At Oklahoma, or Notre Dame, or Ohio State, the mindless offender might have been set upon by an outraged mob. At Elsie's, in the middle of the Harvard campus, Joe Bertagna shrugged it off, finished his burger, probably stopped off at the Pi Eta club for a beer, and went back to his room to sleep.

You see, sports at Harvard are hard to figure. On the one hand, Harvard maintains a well-funded, high-powered athletic machine that supports a major intercollegiate program, as well as a healthy intramural setup. But on the other hand, well, it is Ha-h-h-h-v-a-a-d, for God's sake. Half the people at this University think the single-wing offense has something to do with table manners at Kentucky Fried Chicken.

So there are star jocks, like Joe Bertagna, who go relatively unnoticed around school (with the exception of Kirkland House, and the possible exceptions of Quincy, Winthrop and Eliot Houses).

And there are those like current junior Mike Stenhouse, a first-term All-American baseball player and a varsity basketball stud, who get shipped off to the Radcliffe Quad via the housing lottery, even though the playing fields are light years away on the other side of the Charles.

There are guys on varsity teams here that go on to the pros--gridders like Pat McInally, Dan Jiggetts and Richie Szaro, baseball player Pete Varney, soccer goalie Shep Messing--while on the other hand you can find an occasional character on the rifle team who looks like an overinflated rugby ball.

There are national championship treams in some sports (squash, crew), and butts of jokes on the Prudential scoreboard in others (football).

There are outrageously beautiful facilities, like the brand new Blodgett Pool and the track hall, and then there's a place called the Indoor Athletic Building (IAB).
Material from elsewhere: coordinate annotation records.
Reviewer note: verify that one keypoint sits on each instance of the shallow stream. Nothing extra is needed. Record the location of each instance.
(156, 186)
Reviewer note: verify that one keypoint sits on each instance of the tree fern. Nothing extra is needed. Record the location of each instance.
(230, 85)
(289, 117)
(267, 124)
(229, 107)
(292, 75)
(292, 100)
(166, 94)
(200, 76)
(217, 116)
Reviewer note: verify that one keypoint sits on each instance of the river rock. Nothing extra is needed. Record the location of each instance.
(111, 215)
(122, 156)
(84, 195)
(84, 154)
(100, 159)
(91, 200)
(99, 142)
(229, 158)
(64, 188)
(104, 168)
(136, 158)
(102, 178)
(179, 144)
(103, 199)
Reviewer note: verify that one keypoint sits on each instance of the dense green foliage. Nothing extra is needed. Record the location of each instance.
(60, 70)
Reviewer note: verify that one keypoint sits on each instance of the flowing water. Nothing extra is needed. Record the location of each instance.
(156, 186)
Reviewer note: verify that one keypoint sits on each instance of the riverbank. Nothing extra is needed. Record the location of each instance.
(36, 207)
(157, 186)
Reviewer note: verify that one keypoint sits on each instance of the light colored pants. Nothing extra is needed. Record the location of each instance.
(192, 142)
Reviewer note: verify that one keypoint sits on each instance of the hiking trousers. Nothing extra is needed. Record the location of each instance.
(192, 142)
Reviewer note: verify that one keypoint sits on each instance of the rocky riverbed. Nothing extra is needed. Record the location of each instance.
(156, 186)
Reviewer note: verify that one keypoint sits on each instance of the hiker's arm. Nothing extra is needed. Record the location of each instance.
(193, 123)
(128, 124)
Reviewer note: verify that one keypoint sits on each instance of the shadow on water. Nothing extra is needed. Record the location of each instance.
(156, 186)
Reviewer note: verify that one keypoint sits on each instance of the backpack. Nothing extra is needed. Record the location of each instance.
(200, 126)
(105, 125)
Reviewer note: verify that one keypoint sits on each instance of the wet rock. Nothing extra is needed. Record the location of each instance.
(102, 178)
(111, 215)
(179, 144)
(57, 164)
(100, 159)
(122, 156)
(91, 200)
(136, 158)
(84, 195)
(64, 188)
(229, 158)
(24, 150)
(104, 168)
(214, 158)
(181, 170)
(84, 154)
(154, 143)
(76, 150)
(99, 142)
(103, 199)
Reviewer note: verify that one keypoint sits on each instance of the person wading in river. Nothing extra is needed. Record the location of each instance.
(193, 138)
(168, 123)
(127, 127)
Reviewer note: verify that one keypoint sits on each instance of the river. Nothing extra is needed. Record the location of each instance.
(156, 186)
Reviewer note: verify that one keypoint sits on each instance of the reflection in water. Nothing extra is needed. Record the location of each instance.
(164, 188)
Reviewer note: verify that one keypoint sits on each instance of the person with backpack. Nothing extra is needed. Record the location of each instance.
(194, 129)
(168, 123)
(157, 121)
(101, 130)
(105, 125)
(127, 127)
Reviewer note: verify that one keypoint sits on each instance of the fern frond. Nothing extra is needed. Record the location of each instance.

If you're interested in Medieval Studies as a possible major, the IAB should be your first stop--it's Harvard's only standing example of the architecture of the Middle Ages.

There are pretty good women's sports here, in terms of both quality and administrative support; but for you male chauvinist pigs, there is hardly a cheerleader in the entire school (you thought maybe I was kidding when I said "this is H-a-h-h-h-v-a-a-d, for God's sakes"?)

In short, Harvard has a diverse, solid sports program that you have to get involved with--in some way--to like. And most people like it--I think.

Intercollegiate sports at Harvard are divided into two categories: football, and the rest. If considered separately, tailgating ranks a close second to football in popularity, but most objective observers lump the two together.